In fact, in recent weeks it’s been even lower, touching as low as £80M at one point.
I’ll freely admit the thought of buying BSH for £80m instead of buying the club and the stadium for £35m seems a bit crazy.
Once you get past the extra cost involved, it’s maybe not so mad.
For example, I think that by buying the whole of the listed company in one go, some of the major obstacles involved with buying the club would disappear quickly.
Take the EFL investigation into Wang Yaohui, aka the elusive Mr King.
I imagine that if the whole of BSH is taken over by a new consortium in one go, then that investigation would be quietly wound down and Blues would get a token slap on the wrist.
This is because I’m fairly sure that a change in hands of the ownership of BSH would resolve a lot of problems for the EFL.
The lack of need for a management deal or a prolonged sale also removes the need for trust that a deal will be completed.
With the listing itself being worth £40M one would hope that some costs could be recouped fairly quickly too.
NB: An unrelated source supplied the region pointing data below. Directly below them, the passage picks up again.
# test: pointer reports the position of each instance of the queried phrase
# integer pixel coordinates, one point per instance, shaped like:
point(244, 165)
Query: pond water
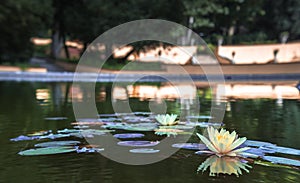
point(29, 107)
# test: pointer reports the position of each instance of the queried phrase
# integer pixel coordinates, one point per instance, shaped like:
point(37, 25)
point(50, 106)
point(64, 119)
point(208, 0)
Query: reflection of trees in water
point(263, 119)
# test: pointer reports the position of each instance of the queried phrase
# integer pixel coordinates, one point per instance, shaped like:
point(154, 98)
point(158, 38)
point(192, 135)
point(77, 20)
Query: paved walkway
point(46, 64)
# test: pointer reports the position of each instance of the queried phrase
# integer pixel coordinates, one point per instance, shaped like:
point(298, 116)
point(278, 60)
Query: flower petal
point(237, 143)
point(207, 143)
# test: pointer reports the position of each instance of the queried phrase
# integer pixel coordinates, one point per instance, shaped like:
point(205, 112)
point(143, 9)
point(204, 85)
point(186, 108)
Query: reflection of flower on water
point(223, 143)
point(224, 165)
point(166, 119)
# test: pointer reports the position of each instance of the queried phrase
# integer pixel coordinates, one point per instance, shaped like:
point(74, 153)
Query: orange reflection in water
point(42, 94)
point(146, 92)
point(248, 91)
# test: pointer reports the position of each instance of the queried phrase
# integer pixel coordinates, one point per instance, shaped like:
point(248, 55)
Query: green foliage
point(19, 20)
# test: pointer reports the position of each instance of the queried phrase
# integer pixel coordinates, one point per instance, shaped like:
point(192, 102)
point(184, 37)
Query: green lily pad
point(144, 151)
point(47, 151)
point(255, 143)
point(57, 143)
point(269, 164)
point(285, 150)
point(281, 160)
point(68, 131)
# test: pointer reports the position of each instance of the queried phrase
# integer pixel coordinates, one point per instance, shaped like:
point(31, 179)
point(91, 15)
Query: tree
point(19, 21)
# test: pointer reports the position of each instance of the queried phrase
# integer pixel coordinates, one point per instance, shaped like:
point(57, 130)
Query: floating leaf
point(198, 117)
point(107, 115)
point(281, 160)
point(46, 151)
point(23, 138)
point(204, 124)
point(88, 149)
point(81, 126)
point(253, 153)
point(68, 131)
point(190, 146)
point(113, 125)
point(138, 143)
point(224, 165)
point(144, 151)
point(55, 118)
point(267, 150)
point(180, 127)
point(285, 150)
point(53, 136)
point(255, 143)
point(143, 113)
point(88, 123)
point(39, 133)
point(140, 128)
point(57, 143)
point(129, 135)
point(269, 164)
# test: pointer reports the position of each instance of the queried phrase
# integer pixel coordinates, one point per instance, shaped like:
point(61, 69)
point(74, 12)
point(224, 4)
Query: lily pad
point(255, 143)
point(180, 127)
point(285, 150)
point(138, 143)
point(190, 146)
point(55, 118)
point(88, 149)
point(47, 151)
point(204, 124)
point(53, 136)
point(141, 127)
point(281, 160)
point(39, 133)
point(107, 115)
point(129, 135)
point(81, 126)
point(57, 143)
point(88, 123)
point(269, 164)
point(199, 117)
point(144, 151)
point(23, 138)
point(143, 113)
point(68, 131)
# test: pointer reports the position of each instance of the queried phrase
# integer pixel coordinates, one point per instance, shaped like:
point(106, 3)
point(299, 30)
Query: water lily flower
point(224, 165)
point(223, 143)
point(166, 119)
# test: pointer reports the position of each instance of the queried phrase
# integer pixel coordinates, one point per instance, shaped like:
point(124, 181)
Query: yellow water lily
point(166, 119)
point(224, 165)
point(223, 143)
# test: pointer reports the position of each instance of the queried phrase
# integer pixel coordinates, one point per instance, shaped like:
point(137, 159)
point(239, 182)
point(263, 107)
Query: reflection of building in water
point(272, 91)
point(76, 93)
point(42, 95)
point(146, 92)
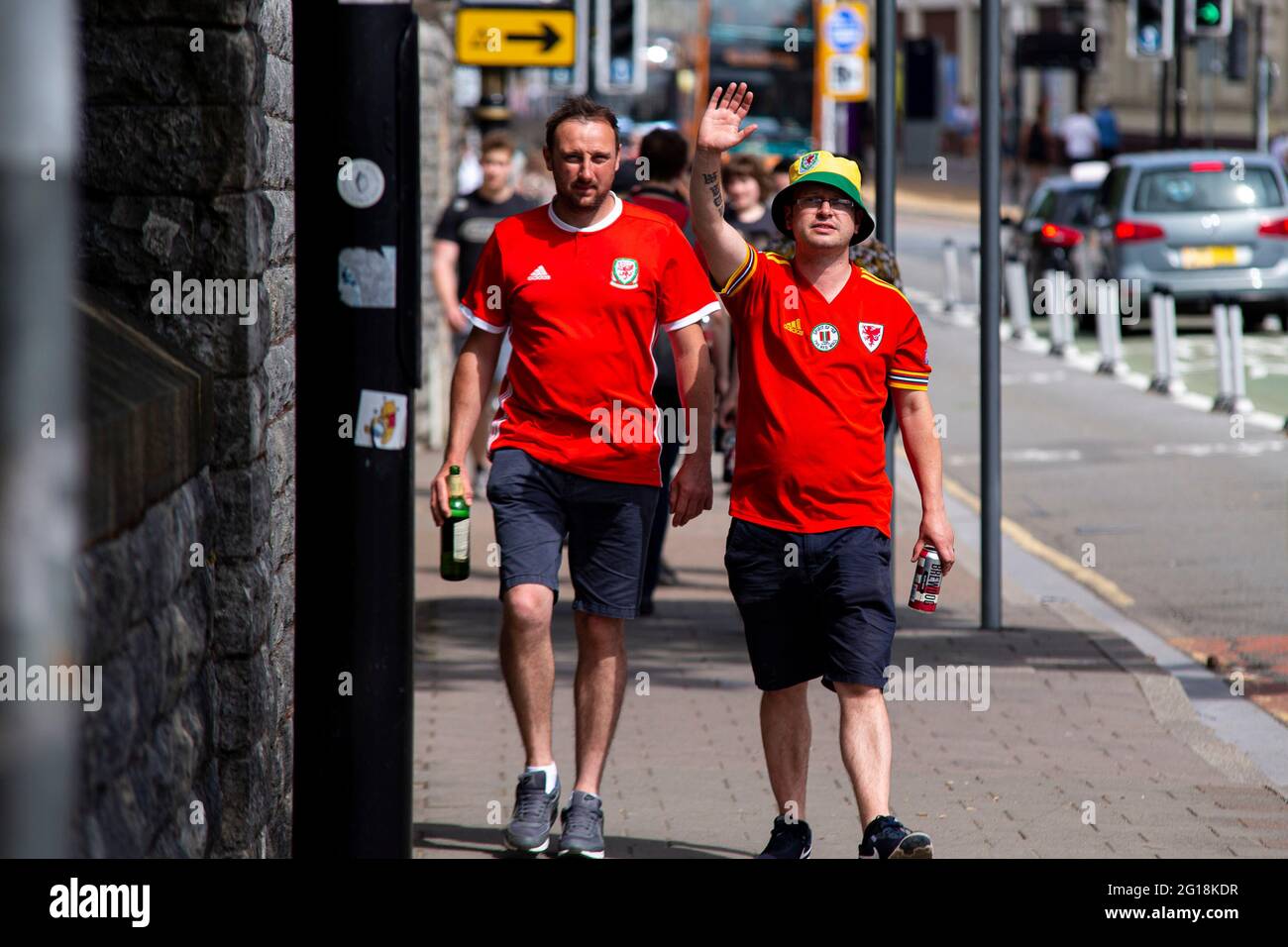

It’s not a move for the foolhardy though.
I would imagine that the due diligence involved in buying the whole of BSH would need to be very carefully conducted. One would want to be 100% sure of what they were getting, with no nasty surprises financial or otherwise.
Likewise, even if a consortium bought 100% of BSH, I’m not sure how the purchase of the 21.64% stake in the club owned by Oriental Rainbow Investments would be completed, along with the purchase of the stadium.
However, the fact that this is now somewhat in the realm of possibility should give us all hope.
While it’s important to reiterate that I’m not an accountant or a lawyer and that my knowledge of this kind of transaction is very limited, what I want people to take from this article is that there should be always be some hope that a deal can be done.
If a simple blogger sitting in his underpants tapping at a keyboard can throw out a couple of ideas to get around the hurdles of buying BCFC, imagine what some top lawyers and accountants could do.
Rather than sitting looking glum and thinking that “this will never happen”, we should understand that there is always a chance that it might.
I’m not saying a deal is done or that it’s all going to be sunshine and lollipops soon. I’d hope people have learned the lessons from last year as to why I could not and would not say that.
However, the situation is not completely hopeless either.
Just as I’ve often opined that we need to be circumspect rather than prematurely celebrating a takeover, we also need to reign in some of the utter negativity out there.